The in-house recycling program became so successful, it outgrew the home bins of our volunteers.  In February 2012, FCC Puyallup was accepted to participate in a pilot commercial recycling program.  All items previously taken to the curbside bins of volunteers (except glass) are now being picked up by DM Recycling every week.  Glass is still taken by volunteers to the local drop-off.  

Picture1In 2014 an Environmental Stewardship Team was officially formed. Because of FCC’s previous commitments to Creation Care, the “Green Team” soon pursued and achieved Green Chalice Tier One Certification status through the Christian Church (Disciples of Christ) Green Chalice program.  The team also enhanced and expanded recycling efforts at FCC Puyallup in 2015 by adding a full recycling center near the kitchen side entrance.  These church-generated items are recycled at First Christian:

Curbside pickup:

Mixed paper:  Blue recycle bins are placed around the church for recycling clean, non-food-contaminated paper.

Cardboard:  Flattened and stacked, may be recycled in the gray toter outside the kitchen door.

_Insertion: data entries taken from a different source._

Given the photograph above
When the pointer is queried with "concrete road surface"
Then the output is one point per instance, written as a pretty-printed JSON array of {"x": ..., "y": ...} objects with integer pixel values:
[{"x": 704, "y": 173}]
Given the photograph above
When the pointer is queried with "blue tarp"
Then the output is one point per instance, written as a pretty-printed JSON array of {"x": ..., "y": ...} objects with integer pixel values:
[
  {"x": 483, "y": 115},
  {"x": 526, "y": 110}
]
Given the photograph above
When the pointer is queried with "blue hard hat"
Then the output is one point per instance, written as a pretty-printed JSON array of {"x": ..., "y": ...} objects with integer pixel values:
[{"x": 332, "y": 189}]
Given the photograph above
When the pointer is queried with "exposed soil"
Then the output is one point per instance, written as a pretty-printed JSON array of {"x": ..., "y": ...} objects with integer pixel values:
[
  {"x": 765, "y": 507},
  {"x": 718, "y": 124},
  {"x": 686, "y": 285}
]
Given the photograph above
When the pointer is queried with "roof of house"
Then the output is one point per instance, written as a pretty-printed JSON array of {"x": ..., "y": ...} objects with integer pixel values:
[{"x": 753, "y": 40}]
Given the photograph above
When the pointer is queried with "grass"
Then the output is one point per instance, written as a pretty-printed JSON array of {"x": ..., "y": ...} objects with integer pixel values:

Metal cans, plastic bottles & glass:  Church-generated recyclable waste is placed in the bins in the building or outside the kitchen.  The same guidelines apply as your residential recycling:  no aluminum foil, no broken glass, plastic containers (bottles, tubs, yogurt cups, buckets) are accepted — but no plastic lids, lightweight or crinkly plastics – see below**).

Volunteer pickup:
The expanded in-house recycle program allows friends of FCC to drop off items that can’t be recycled in the home pickup system.  The marked bins for these items may be found in the back kitchen hallway.

Glass:  Church-generated glass containers clean, unbroken, and collected outside the kitchen door, are delivered to local recycling centers by volunteers.

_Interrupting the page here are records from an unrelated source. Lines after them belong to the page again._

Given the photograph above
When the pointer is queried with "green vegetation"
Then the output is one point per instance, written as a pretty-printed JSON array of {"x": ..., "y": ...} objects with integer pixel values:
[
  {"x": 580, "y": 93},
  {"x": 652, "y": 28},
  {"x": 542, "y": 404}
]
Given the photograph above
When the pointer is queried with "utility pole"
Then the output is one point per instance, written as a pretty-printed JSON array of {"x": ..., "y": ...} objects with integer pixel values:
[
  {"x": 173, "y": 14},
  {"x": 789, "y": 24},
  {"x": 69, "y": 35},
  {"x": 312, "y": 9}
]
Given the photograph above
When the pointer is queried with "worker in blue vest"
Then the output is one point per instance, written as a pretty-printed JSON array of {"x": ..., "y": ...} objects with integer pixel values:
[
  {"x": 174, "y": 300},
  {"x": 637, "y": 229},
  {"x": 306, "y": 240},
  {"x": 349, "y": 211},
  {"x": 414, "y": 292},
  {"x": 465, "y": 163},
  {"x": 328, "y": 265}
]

**Non-curbside plastics:  Plastics which are not accepted by the commercial recycling company (see above**) such as lids and caps, clamshell containers, and crinkly/lightweight plastics may all be brought to FCC’s back hall bin, where volunteers then transport them to nearby recycling centers.

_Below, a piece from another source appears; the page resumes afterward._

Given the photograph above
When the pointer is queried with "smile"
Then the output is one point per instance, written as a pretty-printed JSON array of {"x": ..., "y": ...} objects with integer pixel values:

Batteries:  Batteries of all types may be recycled.  Batteries with any evidence of corrosion should be thrown in the trash.

*Styrofoam:  Place Styrofoam pieces large and small in the bin; making sure packing peanuts are enclosed in a recyclable bag or container.  Starting in March 2017, clean, unstained Styrofoam food containers such as cups, meat trays and take-out containers are also accepted. Make sure they are washed, with all food debris removed.

Method soap pouches:  Soft-sided Method brand refill pouches are collected to be sent back to the manufacturer for recycling.

Burned out light bulbs:
A church member transforms old light bulbs of all shapes and sizes into handpainted ornaments.
We also recycle church-generated fluorescent tubes, and spent incandescent bulbs have been replaced with CFLs (fluorescent) and LED bulbs.

Used ink & toner cartridges and discarded cell phones:
Empty printer ink/toner cartridges and old cell phones are collected for recycling.